The same uncompromising note underlay his question, and entwined with him bodily, Jenny did not even consider dissembling. “I don’t know exactly. I was hoping you might have some suggestions.”

“Of where to live?”

Something else lurked in his question, but Jenny had nobody else to ask.

“That, and other things. Antoine said his friends are all dead or no longer teaching. I’m sure there are galleries and shops—”

She went still, very much aware that Elijah had left off stroking her back.

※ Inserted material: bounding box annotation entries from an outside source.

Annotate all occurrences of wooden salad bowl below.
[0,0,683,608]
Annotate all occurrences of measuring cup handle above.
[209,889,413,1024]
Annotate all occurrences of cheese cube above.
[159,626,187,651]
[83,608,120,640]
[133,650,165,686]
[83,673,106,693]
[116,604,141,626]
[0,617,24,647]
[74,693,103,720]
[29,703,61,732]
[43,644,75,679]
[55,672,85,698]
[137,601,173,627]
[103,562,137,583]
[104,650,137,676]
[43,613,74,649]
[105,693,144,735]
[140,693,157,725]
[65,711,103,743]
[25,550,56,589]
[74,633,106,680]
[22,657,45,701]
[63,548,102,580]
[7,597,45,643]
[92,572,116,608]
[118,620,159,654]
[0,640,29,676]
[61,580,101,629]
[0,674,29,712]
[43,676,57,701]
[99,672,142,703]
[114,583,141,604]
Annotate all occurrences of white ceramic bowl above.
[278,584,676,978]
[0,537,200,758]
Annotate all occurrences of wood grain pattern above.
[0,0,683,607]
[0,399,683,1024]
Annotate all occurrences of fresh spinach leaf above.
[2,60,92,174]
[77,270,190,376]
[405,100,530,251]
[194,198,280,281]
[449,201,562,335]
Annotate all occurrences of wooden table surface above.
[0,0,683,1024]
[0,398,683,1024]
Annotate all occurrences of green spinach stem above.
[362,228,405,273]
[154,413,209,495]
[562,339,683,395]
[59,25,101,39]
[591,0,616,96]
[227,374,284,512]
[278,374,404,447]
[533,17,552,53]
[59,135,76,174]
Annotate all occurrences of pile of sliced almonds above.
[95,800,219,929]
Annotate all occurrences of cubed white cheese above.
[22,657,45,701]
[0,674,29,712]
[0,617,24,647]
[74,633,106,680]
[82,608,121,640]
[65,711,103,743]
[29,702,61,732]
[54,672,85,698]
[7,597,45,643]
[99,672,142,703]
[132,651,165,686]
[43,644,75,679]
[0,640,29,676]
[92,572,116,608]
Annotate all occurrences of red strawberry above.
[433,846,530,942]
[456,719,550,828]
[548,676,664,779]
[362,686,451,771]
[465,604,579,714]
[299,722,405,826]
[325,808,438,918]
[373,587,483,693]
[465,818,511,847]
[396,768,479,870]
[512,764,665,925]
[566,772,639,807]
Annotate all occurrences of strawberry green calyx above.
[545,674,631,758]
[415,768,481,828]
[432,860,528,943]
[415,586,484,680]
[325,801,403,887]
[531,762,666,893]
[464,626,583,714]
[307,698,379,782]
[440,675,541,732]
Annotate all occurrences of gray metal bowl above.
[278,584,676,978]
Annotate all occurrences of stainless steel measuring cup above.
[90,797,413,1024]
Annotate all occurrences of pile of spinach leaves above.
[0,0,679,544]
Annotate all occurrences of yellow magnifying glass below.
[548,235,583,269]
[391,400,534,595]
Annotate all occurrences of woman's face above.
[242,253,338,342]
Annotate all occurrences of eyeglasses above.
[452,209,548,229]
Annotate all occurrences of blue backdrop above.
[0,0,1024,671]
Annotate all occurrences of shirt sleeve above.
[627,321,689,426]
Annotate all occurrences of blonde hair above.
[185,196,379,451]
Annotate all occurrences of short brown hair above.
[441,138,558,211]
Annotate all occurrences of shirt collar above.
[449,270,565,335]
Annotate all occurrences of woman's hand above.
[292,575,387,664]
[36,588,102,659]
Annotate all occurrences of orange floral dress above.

“Genevieve, Antoine has been teaching in London since my father came down from university. He knows everybody with artistic aspirations here, on the Continent, and probably in darkest Africa. If he did not offer to aid you in establishing yourself in Paris, then it’s because he chooses not to. Very likely his patrons and familiars would be offended to learn of it if he did, to say nothing of what your parents could do to him.”

Gone was the tender lover, and in his place was a fierce, frustrated stranger. One who spoke aloud the conclusions Jenny had tried to spare herself.

“You could help me.”

The words cost her, particularly when she could feel something shift in Elijah’s body. Beneath her, he was no longer a warm, relaxed, naked man, he was Satan Summoning His Legions, full of ire and power though he had not moved.

“I would be more comfortable with that observation, Genevieve, had you made it fully clothed and somewhere other than my bed.” His body might have been that of a ferocious, dark prince; his tone was colder than the ninth circle of hell.

“You think I’d—” Offer sexual favors in exchange for his connections and knowledge of the Paris art world. The thinking part of Jenny, the part that had come up with Paris as a solution in the first place, saw how he might reach such a conclusion.

He lifted her away from his body and arranged her against his side. “I do not think that. I would not think that, and I shall not think that of you, particularly if you desist in your importuning. Many fashionable women have seen Paris since the Corsican’s defeat. I’m sure you’ve asked them what they know.”

Jenny was leaving in the morning, and that inspired boldness sufficient to overcome her dread of his disapproval.

“You know more than they do, more than probably anybody but Antoine knows. The rumors are you were in Paris even during the war.”

He remained silent, and something bright and brave in Jenny’s heart sank. “Shall I leave, Elijah?”

His chest heaved up, then down, a sea of male emotion beneath her cheek. “You shall not.”

“Will you make love to me again?” Of all the questions she’d asked him, that one was the most difficult, and yet she wanted more of his warmth and tenderness, more of him.

“You’ve exorcised your ghosts, Genevieve, and it’s late. Go to sleep.”

He tucked her closer and closed his eyes, ending the conversation as effectively as if he’d left the room, the manor, and the shire.

As Jenny drifted off to sleep, the last thing her thinking mind registered was that though Elijah had not offered her his help and had refused her any further lovemaking, when the fire had burned down to coals and a winter wind whistled around the old house, deep in the night, he still held her close.